FitzJohn Richard G, Knock Edward S, Whittles Lilith K, Perez-Guzman Pablo N, Bhatia Sangeeta, Guntoro Fernando, Watson Oliver J, Whittaker Charles, Ferguson Neil M, Cori Anne, Baguelin Marc, Lees John A
MRC Centre for Global Infectious Disease Analysis; and the Abdul Latif Jameel Institute for Disease and Emergency Analytics (J-IDEA), School of Public Health, Imperial College London, London, W2 1PG, UK.
Modelling and Economics Unit, National Infection Service, Public Health England, London, UK.
Wellcome Open Res. 2021 Jun 10;5:288. doi: 10.12688/wellcomeopenres.16466.2. eCollection 2020.
State space models, including compartmental models, are used to model physical, biological and social phenomena in a broad range of scientific fields. A common way of representing the underlying processes in these models is as a system of stochastic processes which can be simulated forwards in time. Inference of model parameters based on observed time-series data can then be performed using sequential Monte Carlo techniques. However, using these methods for routine inference problems can be made difficult due to various engineering considerations: allowing model design to change in response to new data and ideas, writing model code which is highly performant, and incorporating all of this with up-to-date statistical techniques. Here, we describe a suite of packages in the R programming language designed to streamline the design and deployment of state space models, targeted at infectious disease modellers but suitable for other domains. Users describe their model in a familiar domain-specific language, which is converted into parallelised C++ code.
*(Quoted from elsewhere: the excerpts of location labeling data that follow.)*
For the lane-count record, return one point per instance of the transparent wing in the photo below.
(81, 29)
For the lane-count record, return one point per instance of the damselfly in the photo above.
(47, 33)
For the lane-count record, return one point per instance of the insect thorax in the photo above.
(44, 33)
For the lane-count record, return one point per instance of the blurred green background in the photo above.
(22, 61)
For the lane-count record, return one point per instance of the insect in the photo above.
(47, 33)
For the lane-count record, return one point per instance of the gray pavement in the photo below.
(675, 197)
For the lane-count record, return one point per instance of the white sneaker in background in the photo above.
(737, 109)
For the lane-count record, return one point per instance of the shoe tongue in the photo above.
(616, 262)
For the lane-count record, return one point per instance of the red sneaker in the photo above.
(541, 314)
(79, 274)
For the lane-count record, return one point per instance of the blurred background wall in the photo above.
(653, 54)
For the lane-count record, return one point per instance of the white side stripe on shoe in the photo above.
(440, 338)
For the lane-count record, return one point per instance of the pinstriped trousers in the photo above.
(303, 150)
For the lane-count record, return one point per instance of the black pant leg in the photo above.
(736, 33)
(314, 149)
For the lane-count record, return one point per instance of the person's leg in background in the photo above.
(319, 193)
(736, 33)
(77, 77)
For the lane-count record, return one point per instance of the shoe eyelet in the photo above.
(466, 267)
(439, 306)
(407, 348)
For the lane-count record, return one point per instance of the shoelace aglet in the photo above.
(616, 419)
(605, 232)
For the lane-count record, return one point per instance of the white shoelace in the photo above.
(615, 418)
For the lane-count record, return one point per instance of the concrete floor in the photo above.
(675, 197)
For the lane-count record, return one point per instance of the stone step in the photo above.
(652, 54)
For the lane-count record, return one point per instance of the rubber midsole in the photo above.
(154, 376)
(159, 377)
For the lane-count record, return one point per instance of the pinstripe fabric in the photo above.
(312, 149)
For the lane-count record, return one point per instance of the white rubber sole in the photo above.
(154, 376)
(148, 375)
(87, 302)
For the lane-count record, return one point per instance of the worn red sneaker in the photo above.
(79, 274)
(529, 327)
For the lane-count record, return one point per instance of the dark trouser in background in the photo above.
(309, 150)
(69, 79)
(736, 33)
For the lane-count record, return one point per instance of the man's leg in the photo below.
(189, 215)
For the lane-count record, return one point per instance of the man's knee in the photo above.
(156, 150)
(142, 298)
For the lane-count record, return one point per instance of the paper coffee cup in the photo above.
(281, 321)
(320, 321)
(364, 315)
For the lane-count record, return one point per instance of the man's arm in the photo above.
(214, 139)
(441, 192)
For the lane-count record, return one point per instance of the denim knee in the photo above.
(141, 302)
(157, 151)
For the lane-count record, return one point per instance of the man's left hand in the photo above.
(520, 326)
A fast, parallel, reproducible random number generator is then used to run large numbers of model simulations in an efficient manner. We also provide standard inference and prediction routines, though the model simulator can be used directly if these do not meet the user's needs. These packages provide guarantees on reproducibility and performance, allowing the user to focus on the model itself, rather than the underlying computation. The ability to automatically generate high-performance code that would be tedious and time-consuming to write and verify manually, particularly when adding further structure to compartments, is crucial for infectious disease modellers. Our packages have been critical to the development cycle of our ongoing real-time modelling efforts in the COVID-19 pandemic, and have the potential to do the same for models used in a number of different domains.
状态空间模型,包括 compartmental 模型,被用于在广泛的科学领域中对物理、生物和社会现象进行建模。在这些模型中表示潜在过程的一种常见方式是作为一个随机过程系统,它可以随时间向前模拟。然后可以使用序贯蒙特卡罗技术基于观测到的时间序列数据对模型参数进行推断。然而,由于各种工程方面的考虑,将这些方法用于常规推断问题可能会变得困难:允许模型设计根据新数据和新想法进行更改,编写高性能的模型代码,并将所有这些与最新的统计技术相结合。在这里,我们描述了一套用 R 编程语言编写的软件包,旨在简化状态空间模型的设计和部署,目标是传染病建模人员,但也适用于其他领域。用户用一种熟悉的特定领域语言描述他们的模型,该语言会被转换为并行化的 C++ 代码。然后使用一个快速、并行、可重现的随机数生成器以高效的方式运行大量的模型模拟。我们还提供标准的推断和预测例程,不过如果这些不能满足用户需求,也可以直接使用模型模拟器。这些软件包提供了关于可重复性和性能的保证,让用户能够专注于模型本身,而不是底层的计算。能够自动生成高性能代码,而手动编写和验证这些代码会很繁琐且耗时,特别是在向 compartment 添加更多结构时,这对传染病建模人员至关重要。我们的软件包对于我们在 COVID-19 大流行期间正在进行的实时建模工作的开发周期至关重要,并且有可能对许多不同领域中使用的模型起到同样的作用。